2006/05/18

Linewidth vs. linespacing examples

Over at Microsoft’s fontblog, they discuss linewidth and linespread with regard to the reading speed of a whole damn bunch of volunteers. They cite Miles A. Tinker’s book, Legibility of Print, with some actual quantitative analysis (gasp!) on the quality of various layouts.

I haven’t seen these sorts of numbers before, and I’m happy to see that they reflect what everyone (who knows about this sort of thing) believes: longer lines of text are harder to read, and the distance between lines of text is also important for reading quality. These are the results, which are based upon statistical data, to show people when they want to set 1cm margins on their Word document in order to save paper.

They also say:

In the comments for Typography Tip #3, Adam Twardoch asserts that the line length effects the amount of needed linespacing. Tinker’s data does not back up this assertion. This table shows that 2 points of linespacing performed the best at each line width tested.
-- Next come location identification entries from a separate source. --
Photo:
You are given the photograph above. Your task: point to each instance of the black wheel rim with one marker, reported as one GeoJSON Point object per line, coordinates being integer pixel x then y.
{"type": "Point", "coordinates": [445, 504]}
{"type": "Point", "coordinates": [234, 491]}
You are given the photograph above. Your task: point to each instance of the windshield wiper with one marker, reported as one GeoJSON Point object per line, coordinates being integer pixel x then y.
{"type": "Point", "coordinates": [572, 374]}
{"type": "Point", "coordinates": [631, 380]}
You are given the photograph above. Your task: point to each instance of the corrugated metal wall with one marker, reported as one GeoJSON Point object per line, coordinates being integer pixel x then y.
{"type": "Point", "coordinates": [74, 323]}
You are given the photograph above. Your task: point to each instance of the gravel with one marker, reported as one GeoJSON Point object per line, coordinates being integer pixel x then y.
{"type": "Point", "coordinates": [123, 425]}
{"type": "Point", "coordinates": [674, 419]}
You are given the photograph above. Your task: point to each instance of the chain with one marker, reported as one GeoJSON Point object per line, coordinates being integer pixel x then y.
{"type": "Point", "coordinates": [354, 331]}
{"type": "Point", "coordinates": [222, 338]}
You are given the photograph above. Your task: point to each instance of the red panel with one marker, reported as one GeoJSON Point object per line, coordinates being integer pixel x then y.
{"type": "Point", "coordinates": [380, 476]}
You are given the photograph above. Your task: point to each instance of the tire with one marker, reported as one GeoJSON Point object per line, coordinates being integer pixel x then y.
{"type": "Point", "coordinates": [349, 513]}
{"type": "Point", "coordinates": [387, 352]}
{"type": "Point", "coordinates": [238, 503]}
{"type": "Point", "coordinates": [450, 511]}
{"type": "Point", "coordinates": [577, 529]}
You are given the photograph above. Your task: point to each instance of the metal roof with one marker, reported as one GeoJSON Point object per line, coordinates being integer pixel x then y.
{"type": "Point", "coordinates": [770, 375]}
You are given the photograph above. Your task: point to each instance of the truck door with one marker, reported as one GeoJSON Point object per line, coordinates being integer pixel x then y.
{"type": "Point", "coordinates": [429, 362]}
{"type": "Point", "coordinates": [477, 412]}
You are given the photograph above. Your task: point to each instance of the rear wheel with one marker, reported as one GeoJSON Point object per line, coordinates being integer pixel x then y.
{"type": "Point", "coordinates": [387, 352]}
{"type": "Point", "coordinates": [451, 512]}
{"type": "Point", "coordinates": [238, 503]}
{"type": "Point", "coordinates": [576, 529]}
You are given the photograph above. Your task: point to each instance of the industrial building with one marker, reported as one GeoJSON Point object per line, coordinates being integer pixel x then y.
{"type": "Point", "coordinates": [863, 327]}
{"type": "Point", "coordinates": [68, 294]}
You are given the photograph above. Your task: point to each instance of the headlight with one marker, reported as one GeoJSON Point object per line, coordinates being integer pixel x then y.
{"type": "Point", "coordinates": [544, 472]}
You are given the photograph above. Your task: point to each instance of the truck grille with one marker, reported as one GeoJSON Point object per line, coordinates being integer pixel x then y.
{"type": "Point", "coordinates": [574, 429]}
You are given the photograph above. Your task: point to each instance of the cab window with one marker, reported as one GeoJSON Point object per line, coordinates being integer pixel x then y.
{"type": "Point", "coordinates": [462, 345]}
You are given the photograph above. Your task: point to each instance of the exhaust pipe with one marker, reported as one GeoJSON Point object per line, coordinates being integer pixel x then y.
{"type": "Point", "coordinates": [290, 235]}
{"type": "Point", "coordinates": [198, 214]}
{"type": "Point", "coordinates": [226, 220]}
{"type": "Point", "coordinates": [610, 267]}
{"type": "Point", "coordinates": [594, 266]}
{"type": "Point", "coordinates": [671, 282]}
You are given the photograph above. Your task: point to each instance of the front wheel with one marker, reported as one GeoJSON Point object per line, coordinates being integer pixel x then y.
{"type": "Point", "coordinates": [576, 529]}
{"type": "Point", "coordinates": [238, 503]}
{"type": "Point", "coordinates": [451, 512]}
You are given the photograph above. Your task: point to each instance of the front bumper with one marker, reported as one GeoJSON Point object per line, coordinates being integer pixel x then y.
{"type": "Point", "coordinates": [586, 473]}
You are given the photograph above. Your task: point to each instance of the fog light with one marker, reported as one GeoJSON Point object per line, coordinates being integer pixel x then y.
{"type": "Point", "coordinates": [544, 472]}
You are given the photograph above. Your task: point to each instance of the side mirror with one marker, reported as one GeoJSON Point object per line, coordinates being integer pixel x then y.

Okay, sure, but the numbers also show that for such long line lengths, the reading speed is already shot to hell. No-one is actually suggesting that you can get away with 200mm text blocks if you have a 10pt/20pt typeface, say. (x/y refers to a font size of x and a distance between successive baselines of text of y.) No amount of leading is going to fix that mess.

Going back to that numbers business. It’s great that they’ve nicely tabulated that data for us. But numbers in a table don’t really help to get a good feel of exactly why a 43 pica line with 4pt of extra leading is actually a really bad idea. So I put together a LaTeX document illustrating the 20 different layouts examined; grab it here. The source is also available, in case you’re interested.

On the first page, I’ve put the top five layouts ranked by normalised reading speed. Subsequently, each page is dedicated to a single line width with varying linespreads. The text is chosen arbitrarily from the Edgar Allen Poe story ‘Never bet the devil your head’. Times was selected as the typeface because everyone’s used to it and it shows up bad typography more readily than something a little nicer (in my opinion). I find that this document makes it much easier to get an actual understanding of the results of the cited study.